He was Kenneth Joseph Kurtenbach of Waterloo, Iowa, a sergeant also shot down on a bombing run. Kurtenbach, known as Kurt, helped organize the POWs, was their confidant and their representative to the Germans. He was also a savior the night Lavoie and fellow POW Jim Proakis tried to escape.
A hail of gunfire stopped them, killing Proakis and wounding Lavoie. A German soldier, noticing Lavoie had survived, shot him in the shoulder, neck, ribs and cheek. Lavoie rolled on the ground, trying to dodge the bullets.
``The whole object was to kill us both, then in the morning, at roll call, bring the boys out and say, `This is what happens. You try to escape, you die,''' he said.
But ``Kurt and the boys were at the end of the compound, fighting with the Germans to let him come down and see if either of us was alive,'' Lavoie said. ``One German hit him in the mouth with a rifle butt.''
Eventually, Kurtenbach came down with a stretcher and helped carry Lavoie to an aid station. It was an act that Lavoie believes saved his life, though Kurtenbach had already earned the admiration of fellow POWs by then.
``He was only 19 and I saw him stand up to German generals,'' Lavoie said. ``Because of his forcing them to do as much as he could get them to do to improve conditions, we survived.''
Lavoie is one of the organizers of an effort to spread the word about Kurtenbach's bravery and let former colleagues know of his death.
``I'm not the hero of the story,'' Lavoie said. ``I'm proud to be part of it, but Kurt is the hero.''
In the decades after the war, Kurtenbach's homes in Iowa and Tucson, Ariz., saw a constant parade of POW visitors.

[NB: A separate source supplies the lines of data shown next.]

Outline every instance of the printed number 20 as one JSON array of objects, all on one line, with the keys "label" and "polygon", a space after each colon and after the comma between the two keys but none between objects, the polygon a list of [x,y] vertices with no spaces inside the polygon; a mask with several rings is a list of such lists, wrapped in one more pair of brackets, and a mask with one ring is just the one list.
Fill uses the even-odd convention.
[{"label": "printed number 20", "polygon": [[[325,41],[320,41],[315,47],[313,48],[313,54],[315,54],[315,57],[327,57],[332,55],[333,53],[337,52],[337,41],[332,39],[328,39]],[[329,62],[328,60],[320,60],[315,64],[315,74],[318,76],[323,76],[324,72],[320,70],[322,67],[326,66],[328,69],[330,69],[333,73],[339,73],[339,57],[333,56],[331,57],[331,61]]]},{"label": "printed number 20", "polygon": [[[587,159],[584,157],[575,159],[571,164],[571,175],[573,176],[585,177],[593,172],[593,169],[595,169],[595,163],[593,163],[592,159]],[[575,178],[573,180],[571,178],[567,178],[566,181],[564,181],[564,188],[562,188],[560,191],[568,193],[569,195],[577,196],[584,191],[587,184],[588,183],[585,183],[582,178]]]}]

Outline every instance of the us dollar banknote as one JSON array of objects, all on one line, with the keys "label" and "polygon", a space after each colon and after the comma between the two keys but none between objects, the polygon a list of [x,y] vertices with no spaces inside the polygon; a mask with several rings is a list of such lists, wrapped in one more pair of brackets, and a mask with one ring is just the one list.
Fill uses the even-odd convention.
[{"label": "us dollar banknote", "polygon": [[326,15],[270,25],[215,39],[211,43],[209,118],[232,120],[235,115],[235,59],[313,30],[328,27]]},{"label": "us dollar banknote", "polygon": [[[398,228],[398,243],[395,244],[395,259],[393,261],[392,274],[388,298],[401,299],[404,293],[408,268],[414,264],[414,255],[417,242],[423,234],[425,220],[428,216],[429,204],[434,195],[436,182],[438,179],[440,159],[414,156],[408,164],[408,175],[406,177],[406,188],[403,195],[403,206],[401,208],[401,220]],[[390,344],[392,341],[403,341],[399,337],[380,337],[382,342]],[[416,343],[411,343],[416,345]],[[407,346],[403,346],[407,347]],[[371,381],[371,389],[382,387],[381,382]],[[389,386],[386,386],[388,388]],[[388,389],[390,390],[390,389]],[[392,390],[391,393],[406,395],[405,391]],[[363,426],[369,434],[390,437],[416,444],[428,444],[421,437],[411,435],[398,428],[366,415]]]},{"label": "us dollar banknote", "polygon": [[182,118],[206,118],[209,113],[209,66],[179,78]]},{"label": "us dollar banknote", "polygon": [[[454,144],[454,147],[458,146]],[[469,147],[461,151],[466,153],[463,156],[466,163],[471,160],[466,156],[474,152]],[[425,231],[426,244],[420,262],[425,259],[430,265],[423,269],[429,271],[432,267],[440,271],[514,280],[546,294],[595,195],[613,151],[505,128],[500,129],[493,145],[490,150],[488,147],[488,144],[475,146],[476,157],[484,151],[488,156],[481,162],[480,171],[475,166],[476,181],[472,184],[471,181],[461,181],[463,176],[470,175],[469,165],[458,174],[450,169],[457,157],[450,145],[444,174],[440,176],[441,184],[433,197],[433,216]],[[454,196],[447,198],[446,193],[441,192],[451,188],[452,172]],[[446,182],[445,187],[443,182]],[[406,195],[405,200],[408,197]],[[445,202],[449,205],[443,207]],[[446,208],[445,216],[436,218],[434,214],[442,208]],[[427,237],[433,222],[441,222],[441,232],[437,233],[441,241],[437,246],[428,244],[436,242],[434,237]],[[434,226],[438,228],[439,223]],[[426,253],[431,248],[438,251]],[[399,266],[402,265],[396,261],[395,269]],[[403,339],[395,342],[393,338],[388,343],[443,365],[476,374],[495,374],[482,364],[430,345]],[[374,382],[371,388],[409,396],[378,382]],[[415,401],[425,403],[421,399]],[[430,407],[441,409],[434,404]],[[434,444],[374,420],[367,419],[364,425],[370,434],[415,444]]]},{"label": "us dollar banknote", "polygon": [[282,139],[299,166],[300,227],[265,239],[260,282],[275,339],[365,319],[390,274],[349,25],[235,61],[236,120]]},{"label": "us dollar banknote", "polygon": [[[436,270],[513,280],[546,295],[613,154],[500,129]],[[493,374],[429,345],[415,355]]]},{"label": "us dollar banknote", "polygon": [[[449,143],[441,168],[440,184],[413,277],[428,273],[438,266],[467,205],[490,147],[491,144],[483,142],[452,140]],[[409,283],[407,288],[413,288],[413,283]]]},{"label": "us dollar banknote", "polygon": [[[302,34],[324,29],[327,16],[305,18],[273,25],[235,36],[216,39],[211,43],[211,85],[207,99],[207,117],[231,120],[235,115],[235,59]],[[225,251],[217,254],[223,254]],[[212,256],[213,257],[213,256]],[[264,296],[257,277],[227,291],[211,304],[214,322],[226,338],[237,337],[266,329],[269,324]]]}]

``His POW buddies were always his greatest admirers,'' said Kurtenbach's widow, Myrtle, in a telephone interview. ``Those people were so close. The fact that he never lost any connection with most of them during the rest of their lives is amazing to me.''
She said her husband didn't consider himself special, though he appreciated his buddies' admiration.
``He felt that being elected ... kept him sane and gave him more to do while in the camp, which made it easier for him.''
Her husband didn't talk much with his children about his war exploits, who have come to know them from the aging POWs who now gather often to reminisce, Mrs. Kurtenbach said. But her husband began a written narrative of his experiences last year, and ``told me to make sure I got it out and gave it to the kids,'' she said.